Acórdão nº 50050819320188210019 Tribunal de Justiça do Estado do Rio Grande do Sul, Segunda Turma Cível, 26-05-2022

Data de Julgamento26 Maio 2022
Tribunal de OrigemTribunal de Justiça do RS
Classe processualApelação
Número do processo50050819320188210019
Tipo de documentoAcórdão
ÓrgãoSegunda Turma Cível

PODER JUDICIÁRIO

Documento:20002182815
Poder Judiciário
Tribunal de Justiça do Estado do Rio Grande do Sul

13ª Câmara Cível

Avenida Borges de Medeiros, 1565 - Porto Alegre/RS - CEP 90110-906

Apelação Cível Nº 5005081-93.2018.8.21.0019/RS

TIPO DE AÇÃO: Alienação fiduciária

RELATORA: Desembargadora ANGELA TEREZINHA DE OLIVEIRA BRITO

APELANTE: DINO MAURICIO TRETTO (AUTOR)

APELANTE: OMNI S/A CREDITO FINANCIAMENTO E INVESTIMENTO (RÉU)

APELADO: OS MESMOS

RELATÓRIO

DINO MAURICIO TRETTO e OMNI S/A CREDITO FINANCIAMENTO E INVESTIMENTO interpuseram recursos de apelação contra sentença proferida nos autos da ação revisional, que julgou o pedido do consumidor nos seguintes termos (evento 17):

Em face do exposto, julgo PARCIALMENTE PROCEDENTES os pedidos formulados por DINO MAURICIO TRETTO em face de OMNI S/A CREDITO FINANCIAMENTO E INVESTIMENTO, resolvendo o mérito, forte no artigo, 487, inciso I, do CPC, para o fim de:

a) Deferir a tutela de urgência pleiteada, para determinar que a ré se abstenha de incluir o nome do autor nos cadastros restritivos de crédito pelo contrato objeto destes autos ou, caso já tenha incluído, promova a sua exclusão no prazo de 05 dias úteis, sob pena de multa diária de R$ 200,00, consolidada em 30 dias, e para assegurar a manutenção da posse do bem ao autor;

b) Declarar a ilegalidade dos juros remuneratórios contratados, limitando-os à taxa média divulgada pelo BACEN ao tempo da contratação, qual seja, de 22,34% ao ano;

c) Descaracterizar a mora desde o inadimplemento;

d) Determinar a compensação e/ou repetição de indébito dos valores pagos a maior, que deverão ser restituídos à parte autora de forma simples, devidamente atualizados pelo IGP-M desde o pagamento e com juros de mora de 1% a.m. desde citação.

Diante da sucumbência recíproca, condeno o autor e a ré ao custeio das custas processuais, metade para cada um, e dos honorários advocatícios ao procurador da parte adversa, que fixo em R$ 1.000,00 (art. 85, §8º, CPC).

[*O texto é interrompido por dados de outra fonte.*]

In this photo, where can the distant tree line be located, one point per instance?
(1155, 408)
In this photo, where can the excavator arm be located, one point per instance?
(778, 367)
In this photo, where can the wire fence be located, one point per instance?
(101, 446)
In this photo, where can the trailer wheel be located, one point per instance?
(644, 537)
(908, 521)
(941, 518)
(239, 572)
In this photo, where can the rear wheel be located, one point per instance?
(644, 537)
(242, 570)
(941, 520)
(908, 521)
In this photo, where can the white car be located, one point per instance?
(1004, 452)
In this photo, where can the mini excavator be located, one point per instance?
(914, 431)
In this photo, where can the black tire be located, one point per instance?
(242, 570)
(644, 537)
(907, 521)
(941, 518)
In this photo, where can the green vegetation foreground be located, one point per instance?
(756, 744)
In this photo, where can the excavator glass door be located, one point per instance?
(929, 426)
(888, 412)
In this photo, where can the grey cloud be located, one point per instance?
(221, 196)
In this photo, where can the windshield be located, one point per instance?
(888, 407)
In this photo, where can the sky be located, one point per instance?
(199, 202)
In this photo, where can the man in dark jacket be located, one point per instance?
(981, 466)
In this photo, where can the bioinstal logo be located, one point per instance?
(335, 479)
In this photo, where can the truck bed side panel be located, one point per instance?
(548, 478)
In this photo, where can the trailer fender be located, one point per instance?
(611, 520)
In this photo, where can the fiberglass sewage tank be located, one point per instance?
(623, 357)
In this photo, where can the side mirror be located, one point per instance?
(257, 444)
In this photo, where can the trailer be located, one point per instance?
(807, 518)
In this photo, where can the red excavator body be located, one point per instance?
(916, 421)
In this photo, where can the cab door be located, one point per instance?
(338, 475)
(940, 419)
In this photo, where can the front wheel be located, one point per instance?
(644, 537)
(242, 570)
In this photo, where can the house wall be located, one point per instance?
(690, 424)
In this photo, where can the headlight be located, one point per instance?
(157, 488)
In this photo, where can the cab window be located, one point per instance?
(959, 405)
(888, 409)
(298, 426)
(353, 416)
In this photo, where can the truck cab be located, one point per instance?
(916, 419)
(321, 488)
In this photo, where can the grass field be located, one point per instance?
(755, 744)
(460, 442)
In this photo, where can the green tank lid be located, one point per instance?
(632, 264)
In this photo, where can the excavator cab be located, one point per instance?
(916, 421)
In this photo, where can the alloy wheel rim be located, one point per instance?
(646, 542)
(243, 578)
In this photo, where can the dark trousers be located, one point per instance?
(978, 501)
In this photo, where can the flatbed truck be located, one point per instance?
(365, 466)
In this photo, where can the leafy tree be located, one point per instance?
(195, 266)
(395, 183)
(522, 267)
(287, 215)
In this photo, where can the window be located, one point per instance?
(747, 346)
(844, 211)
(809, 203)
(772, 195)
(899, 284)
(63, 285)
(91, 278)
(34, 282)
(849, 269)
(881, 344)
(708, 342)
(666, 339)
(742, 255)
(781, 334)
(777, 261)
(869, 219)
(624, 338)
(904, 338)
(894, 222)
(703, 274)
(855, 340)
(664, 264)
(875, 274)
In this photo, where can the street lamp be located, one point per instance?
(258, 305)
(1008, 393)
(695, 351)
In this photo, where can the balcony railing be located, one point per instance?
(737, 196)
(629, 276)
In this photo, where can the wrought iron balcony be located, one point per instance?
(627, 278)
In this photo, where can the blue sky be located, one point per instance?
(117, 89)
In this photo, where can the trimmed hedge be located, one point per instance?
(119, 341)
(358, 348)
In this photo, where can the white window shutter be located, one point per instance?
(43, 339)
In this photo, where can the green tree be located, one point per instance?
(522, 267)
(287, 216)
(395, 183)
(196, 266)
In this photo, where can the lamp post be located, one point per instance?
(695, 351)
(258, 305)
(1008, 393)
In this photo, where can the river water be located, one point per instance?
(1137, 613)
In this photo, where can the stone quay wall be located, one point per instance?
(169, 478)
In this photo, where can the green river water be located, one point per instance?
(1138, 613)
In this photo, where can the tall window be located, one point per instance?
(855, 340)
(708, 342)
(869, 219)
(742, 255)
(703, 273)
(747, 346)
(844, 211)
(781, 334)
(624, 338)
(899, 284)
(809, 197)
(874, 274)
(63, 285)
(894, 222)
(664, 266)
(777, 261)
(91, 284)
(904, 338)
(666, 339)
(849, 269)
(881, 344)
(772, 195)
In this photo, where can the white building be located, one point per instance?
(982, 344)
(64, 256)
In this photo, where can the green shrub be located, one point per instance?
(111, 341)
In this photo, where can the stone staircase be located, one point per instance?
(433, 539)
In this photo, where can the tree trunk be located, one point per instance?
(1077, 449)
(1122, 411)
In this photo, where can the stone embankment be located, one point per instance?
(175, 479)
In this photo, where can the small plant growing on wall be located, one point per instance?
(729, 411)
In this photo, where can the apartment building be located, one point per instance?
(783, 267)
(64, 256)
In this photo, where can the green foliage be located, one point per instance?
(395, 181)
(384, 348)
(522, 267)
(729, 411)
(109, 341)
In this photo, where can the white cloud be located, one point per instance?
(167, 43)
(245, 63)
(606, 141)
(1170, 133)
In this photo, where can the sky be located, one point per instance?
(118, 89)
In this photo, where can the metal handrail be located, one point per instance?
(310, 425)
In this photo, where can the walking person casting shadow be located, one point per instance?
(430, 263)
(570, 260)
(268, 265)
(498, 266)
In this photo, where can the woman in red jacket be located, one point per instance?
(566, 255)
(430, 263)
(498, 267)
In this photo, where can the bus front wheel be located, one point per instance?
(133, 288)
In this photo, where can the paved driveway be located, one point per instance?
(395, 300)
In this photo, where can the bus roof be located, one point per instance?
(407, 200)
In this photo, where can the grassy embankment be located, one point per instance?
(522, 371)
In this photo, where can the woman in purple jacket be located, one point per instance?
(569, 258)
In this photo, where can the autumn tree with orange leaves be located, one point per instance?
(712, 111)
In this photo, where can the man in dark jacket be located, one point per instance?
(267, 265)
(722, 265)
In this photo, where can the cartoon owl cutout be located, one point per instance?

Suspensa a exigibilidade do pagamento em relação à parte autora, por ser beneficiária da gratuidade judiciária.

Retifique-se a natureza da ação, passando a constar como revisão de contrato.

Em suas razões recursais o consumidor alegou a existência de cláusulas abusivas no contrato firmado e requereu a revisão contratual com fundamento nas regras previstas no Código de Defesa do Consumidor. Postulou a redução dos juros remuneratórios para 6% ou 12% ao ano, a exclusão da capitalização mensal dos juros, a descaracterização da mora, a compensação e a repetição de indébito e o deferimento da tutela provisória de urgência para ser mantido na posse do bem, depositar os valores entendidos como devidos e não ter seu nome inscrito nos órgãos restritivos ao crédito. Requereu, por fim, a condenação do apelado ao pagamento integral dos ônus sucumbenciais e a majoração do valor fixado para os honorários advocatícios. Pugnou pelo provimento do apelo nos termos requeridos.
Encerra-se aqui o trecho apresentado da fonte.